Once configured, restart DataKit.
Can be turned on by ConfigMap Injection Collector Configuration or Config ENV_DATAKIT_INPUTS .
Can also be turned on by environment variables, (needs to be added as the default collector in ENV_DEFAULT_ENABLED_INPUTS):
-
ENV_INPUT_HEALTHCHECK_INTERVAL
Collect interval
Type: Duration
input.conf:
interval
Default: 10s
-
ENV_INPUT_HEALTHCHECK_PROCESS
Check process
Type: JSON
input.conf:
process
Example: [{"names":["nginx","mysql"],"min_run_time":"10m"}]
-
ENV_INPUT_HEALTHCHECK_TCP
Check TCP
Type: JSON
input.conf:
tcp
Example: [{"host_ports":["10.100.1.2:3369","192.168.1.2:6379"],"connection_timeout":"3s"}]
-
ENV_INPUT_HEALTHCHECK_HTTP
Check HTTP
Type: JSON
input.conf:
http
Example: [{"http_urls":["http://local-ip:port/path/to/api?arg1=x&arg2=y"],"method":"GET","expect_status":200,"timeout":"30s","ignore_insecure_tls":false,"headers":{"Header1":"header-value-1","Hedaer2":"header-value-2"}}]
-
ENV_INPUT_HEALTHCHECK_TAGS
Customize tags.
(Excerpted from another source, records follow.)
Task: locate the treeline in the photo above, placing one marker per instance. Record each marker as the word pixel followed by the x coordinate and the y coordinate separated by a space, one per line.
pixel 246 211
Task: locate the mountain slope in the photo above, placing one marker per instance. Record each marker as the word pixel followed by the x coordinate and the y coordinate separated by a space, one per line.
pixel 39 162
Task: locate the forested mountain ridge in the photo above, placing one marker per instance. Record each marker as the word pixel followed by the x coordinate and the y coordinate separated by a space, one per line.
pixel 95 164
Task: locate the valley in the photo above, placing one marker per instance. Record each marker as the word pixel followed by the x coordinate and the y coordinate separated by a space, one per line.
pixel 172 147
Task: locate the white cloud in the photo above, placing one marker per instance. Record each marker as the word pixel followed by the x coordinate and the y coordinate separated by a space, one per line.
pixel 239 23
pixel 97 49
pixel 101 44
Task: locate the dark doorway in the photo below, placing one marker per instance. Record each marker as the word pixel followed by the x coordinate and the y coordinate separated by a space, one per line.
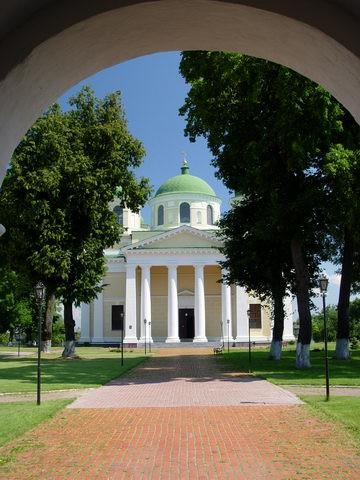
pixel 186 324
If there is a tag with the same name in the configuration file, it will be overwritten
Type: JSON
input.conf:
tags
Example: {"some_tag":"some_value","more_tag":"some_other_value"}
Metric¶
For all of the following data collections, a global tag named host
is appended by default (the tag value is the host name of the DataKit), or other tags can be specified in the configuration by [inputs.host_healthcheck.tags]
:
host_process_exception
¶
- tag
Tag | Description |
---|---|
cmd_line |
The command line of the process |
host |
System hostname |
process |
The name of the process |
type |
The type of the exception |
- field list
Metric | Description | Type | Unit |
---|---|---|---|
exception |
Exception value, 1 or 0 | int | - |
pid |
The process ID | int | int |
start_duration |
The total time the process has run | int | μs |
host_tcp_exception
¶
- tag
Tag | Description |
---|---|
host |
System hostname |
port |
The port |
type |
The type of the exception |
- field list
Metric | Description | Type | Unit |
---|---|---|---|
exception |
Exception value, 1 or 0 | int | - |
host_http_exception
¶
- tag
Tag | Description |
---|---|
error |
The error message |
host |
System hostname |
url |
The URL |
- field list
Metric | Description | Type | Unit |
---|---|---|---|
exception |
Exception value, 1 or 0 | int | - |